Kami ini, terutama aku bukanlah anak orang kaya. Memang ada beberapa murid di kelasku yang bisa dikategorikan sebagai orang mampu, tapi, ya, mampu alakadarnyalah. Celana dipensil-pensil, itu hanya kaya biasa, seragam longgar (terutama para siswi) dimodifikasi biar gundukan bokong dan belahan susu bisa terlihat jelas, kepornografian ini masuk dalam kategori kaya rendahan, lalu ada juga anak yang menggunakan ponsel yang bisa dilipat atau digeser-geser, ini baru kaya standar. Kalau kaya kelas akhir tadi sudah sering kutemui. Biasanya anak-anak sekelas ini merupakan hasil cetakannya para pejabat atau bisa juga asalnya dari kelas macam kami ini, hanya saja tukang-tukang cetaknya tengah menyamarkan diri dengan berutang di jasa kreditan.

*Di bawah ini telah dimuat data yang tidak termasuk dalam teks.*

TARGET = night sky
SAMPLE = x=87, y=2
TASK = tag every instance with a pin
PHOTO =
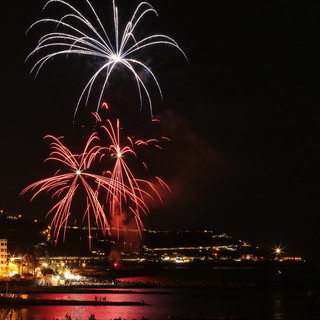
x=242, y=114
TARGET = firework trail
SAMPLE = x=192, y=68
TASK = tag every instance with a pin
x=75, y=34
x=110, y=196
x=138, y=191
x=65, y=186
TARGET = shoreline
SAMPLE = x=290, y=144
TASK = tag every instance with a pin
x=17, y=301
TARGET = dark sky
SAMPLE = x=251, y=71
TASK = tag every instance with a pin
x=242, y=113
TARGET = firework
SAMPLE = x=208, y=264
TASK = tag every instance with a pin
x=76, y=34
x=137, y=191
x=110, y=196
x=65, y=186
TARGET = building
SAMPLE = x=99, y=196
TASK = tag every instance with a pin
x=3, y=256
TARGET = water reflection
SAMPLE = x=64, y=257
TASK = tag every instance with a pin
x=177, y=303
x=277, y=307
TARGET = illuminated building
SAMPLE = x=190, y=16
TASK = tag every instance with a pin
x=3, y=256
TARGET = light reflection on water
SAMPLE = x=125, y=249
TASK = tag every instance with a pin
x=177, y=303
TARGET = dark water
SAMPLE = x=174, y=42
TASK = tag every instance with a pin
x=265, y=303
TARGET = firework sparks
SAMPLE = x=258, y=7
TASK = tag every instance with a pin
x=65, y=186
x=137, y=191
x=80, y=36
x=110, y=196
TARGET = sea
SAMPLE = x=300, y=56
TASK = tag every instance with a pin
x=234, y=296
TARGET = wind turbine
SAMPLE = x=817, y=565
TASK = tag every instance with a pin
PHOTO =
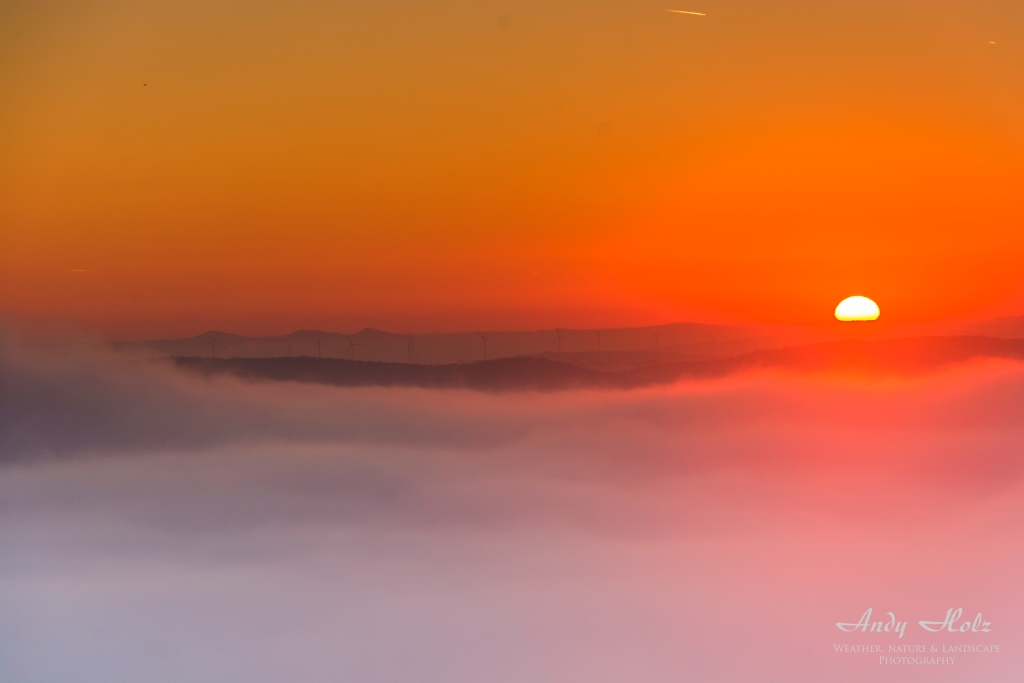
x=484, y=344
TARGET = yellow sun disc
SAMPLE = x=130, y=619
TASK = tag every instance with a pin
x=857, y=308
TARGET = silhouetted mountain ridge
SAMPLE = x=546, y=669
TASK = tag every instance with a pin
x=885, y=357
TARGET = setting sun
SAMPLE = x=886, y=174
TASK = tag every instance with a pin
x=856, y=308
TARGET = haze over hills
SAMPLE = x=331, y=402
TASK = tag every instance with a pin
x=617, y=346
x=852, y=356
x=604, y=349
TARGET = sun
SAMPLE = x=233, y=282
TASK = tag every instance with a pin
x=857, y=308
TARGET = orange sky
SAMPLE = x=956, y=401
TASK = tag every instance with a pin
x=449, y=165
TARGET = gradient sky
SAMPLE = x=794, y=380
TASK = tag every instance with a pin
x=456, y=165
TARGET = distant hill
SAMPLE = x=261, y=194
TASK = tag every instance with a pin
x=634, y=346
x=886, y=357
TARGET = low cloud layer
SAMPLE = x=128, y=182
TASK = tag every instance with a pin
x=162, y=526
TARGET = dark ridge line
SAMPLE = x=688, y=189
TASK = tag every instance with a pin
x=886, y=357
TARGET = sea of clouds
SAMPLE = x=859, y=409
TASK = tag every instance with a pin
x=162, y=526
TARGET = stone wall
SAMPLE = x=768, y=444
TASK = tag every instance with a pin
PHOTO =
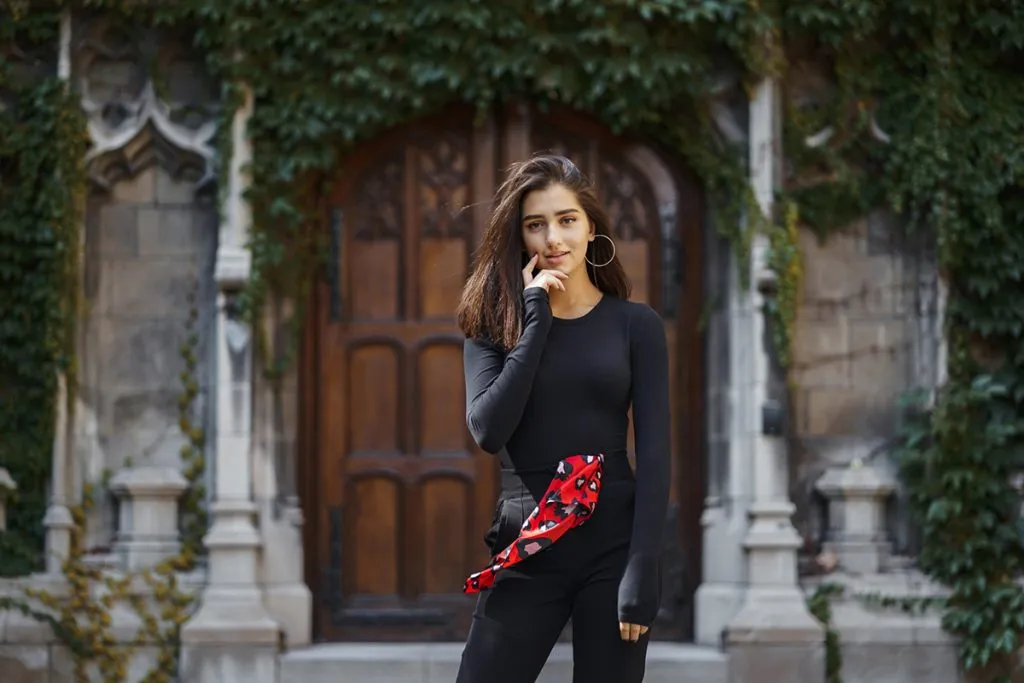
x=150, y=250
x=865, y=335
x=151, y=238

Peraturan baru ini diterbit dan dikumandangkan oleh kepala sekolah pada tadi pagi, yakni saat giliran amanat pembina upacara. Kepala sekolah yang saat itu bertugas sebagai pembina, menyampaikan risalah yang bukan main-main!
"Anak-anakku sekalian yang saya cintai dan saya banggakan!" Pak Rahmadi berkata di atas podium. "Sekolah kita harus mampu bersaing dengan sekolah lain! Baik itu dari segi mata pelajaran, mau pun dari segi cara pembelajaran! Di era digitalisasi ini kita harus mampu menunjukkan daya saing kita agar menjadi sekolah yang diakui oleh negara! Lantas, bagaimana caranya? Caranya, yakni, bahwa pada hari ini, Senin, 2 Maret 2020, kami, para guru, telah sepenuhnya setuju pada peraturan pemerintah yang mewajibkan seluruh siswa di sekolah ini agar memiliki laptop sendiri!"
"Allahu akbar!"
Salah satu siswa yang berbaris di kananku lantas berteriak. Dialah Gaplek. Anak itu terkejut setengah mati. Kulihat matanya yang keruh itu hampir saja melompat dari rongganya.
Seluruh barisan kala itu spontan dibuat rusuh setelah mendengar isi peraturan baru tersebut. Seluruh air muka di lapangan basket itu dalam sekejap berubah menjadi murung dan penuh kekalahan. Kami hampir saja tidak mempercayai berita itu, jika saja Pak Rahmadi tidak mengulangi isi peraturan tadi untuk yang kedua kalinya.
"Ini demi persaingan!" ujar Pak Rahmadi menggebu-gebu. "Tahun lalu, sekolah lain sudah melaksanakan UN dan UAS menggunakan komputer, maka tahun ini kita akan menjadi pelopor bagi sekolah lain. Kita akan melaksanakan kedua momen tersebut menggunakan laptop pribadi masing-masing!"
"Allahu akbar!" sekali lagi Gaplek bertakbir tanda ketidakpercayaannya akan berita ini.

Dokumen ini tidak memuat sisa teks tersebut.